Франсуа де Валуа: Дверь открылась и закрылась за спиной Франсуа. Полумрак опочивальни, запах духов Маргариты, блеск ее глаз – загадочный, лихорадочный, все это окутало герцога Алансонского, как кокон из плотного тяжелого шелка, как воды бездны сомкнулось над его головой, заставив прислониться к стене, тяжело дыша. Проклятие и благословение – иметь сестрой Маргариту. Но как темна душа человека. Он пришел к ней, нацепив маску лицемерной заботы, прикрыв ею, как плащом свою алчность и честолюбие, и наслаждался этим. Любя королеву Наваррскую, он словно бы мстил ей за то, что, что она так близка и так недоступна. - Вы одна, сестра моя? – спросил он скорее просто для того, чтобы что-нибудь спросить, начать разговор. – Так поздно, а вы еще не спите? Я, как обещал вам, поговорил сегодня с вашим мужем. Мне жаль, Маргарита, что я не смог принести вам добрые вести. В голосе – точно отмерянное сожаление, грустная, чуть виноватая улыбка на еще молодом лице, и только глаза, постаревшие раньше времени от тоски по величию, которое ему не доступно, выдавали его истине чувства. Радость от того, что, как ему казалось, все нити сейчас в его руке, нужно только бережно потянуть за одну из них, и Маргарита сделает так, как он скажет… А желал Франсуа, ни много, ни мало, чтобы Маргарита сама попросила у мужа корону для своего младшего брата. - Вы были правы, моя мудрая сестренка. Ваш муж не желает более ничего, что может нарушить его покой. Он готов отдать корону Наварры любому, кто возьмет на себя эту тяжесть. И, кажется, уже нашел себе преемника, - тут герцог сделал паузу, чтобы дать Маргарите возможность обдумать его слова, и закончил, с невольным торжеством в голосе, как гонец, принесший императору весть о том, что Рим горит. – И приемник этот – принц Конде!

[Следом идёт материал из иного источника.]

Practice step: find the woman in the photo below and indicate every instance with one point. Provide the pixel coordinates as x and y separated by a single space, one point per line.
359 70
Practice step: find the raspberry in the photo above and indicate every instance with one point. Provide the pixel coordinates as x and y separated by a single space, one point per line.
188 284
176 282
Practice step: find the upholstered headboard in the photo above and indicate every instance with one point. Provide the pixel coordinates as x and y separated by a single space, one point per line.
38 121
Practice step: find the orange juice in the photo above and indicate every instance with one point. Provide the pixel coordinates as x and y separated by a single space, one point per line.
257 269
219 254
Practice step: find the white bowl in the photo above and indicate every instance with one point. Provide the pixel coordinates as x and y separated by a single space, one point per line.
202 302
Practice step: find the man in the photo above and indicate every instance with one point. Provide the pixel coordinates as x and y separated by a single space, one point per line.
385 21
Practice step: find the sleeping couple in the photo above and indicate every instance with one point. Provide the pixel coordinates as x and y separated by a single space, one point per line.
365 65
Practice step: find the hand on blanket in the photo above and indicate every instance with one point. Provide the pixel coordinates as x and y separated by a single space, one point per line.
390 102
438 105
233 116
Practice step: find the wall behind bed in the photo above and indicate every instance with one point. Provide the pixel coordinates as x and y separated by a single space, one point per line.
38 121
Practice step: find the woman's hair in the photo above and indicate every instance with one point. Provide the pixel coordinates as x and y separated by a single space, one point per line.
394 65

Henri de Guise: Герцог не стал просить себя дважды и скрылся за дверью маленького кабинета Маргариты Валуа, в миг когда другая дверь в ее спальню открылась, впустив ночного гостя королевы Наваррской. Он обернулся, но жест этот был бесполезен. В комнатушке было так темно, что увидеть там даже кошка ничего не смогла бы. Впрочем, Лоррейн знал этот кабинет не хуже, чем все остальные покои жены Беарнца. Пространства тут было ровно на три его шага, а еще Генриху всегда хотелось пригнуться, находясь здесь, по прихоти строителей потолок был весьма низок. Не успел Анри завернуться свой плащ, не потому что мерз, а потому что боялся его полами свернуть множество безделушек, которыми раньше вокруг были уставлены полки на стенах, как в спальне Маргариты зазвучал голос ее братца, Франсуа. Если Гиз и собирался оглохнуть вдобавок к вынужденной слепоте, то это намерение он на время отложил. Младший отпрыск Генриха Второго и Екатерины Медичи. Представив, как нынче может выглядеть Его Высочество, при учете того, что он пафосно токовал своей сестре, Лоррейн усмехнулся. Эркюль всегда вожделел невозможного. То, как он при любом случае смотрел на Маргариту, только слепец мог принять за братские чувства. Генриха Гиза, собственно, это никогда не волновало. А вот мечты этого Валуа о какой-нибудь короне были более чем забавны. О них не нужно было знать, о них вполне можно было догадаться. При таком количестве старших братьев, Франсуа только это и оставалось. Он был похож на общипанного последыша в помете. Катрин как-то даже пошутила, что если он и найдет себе корону, то ее придется уменьшать в размере, иначе она просто упадет ему на плечи. Едва не рассмеявшись от воспоминания, Генрих стал внимательнее прислушиваться к происходящему за дверью.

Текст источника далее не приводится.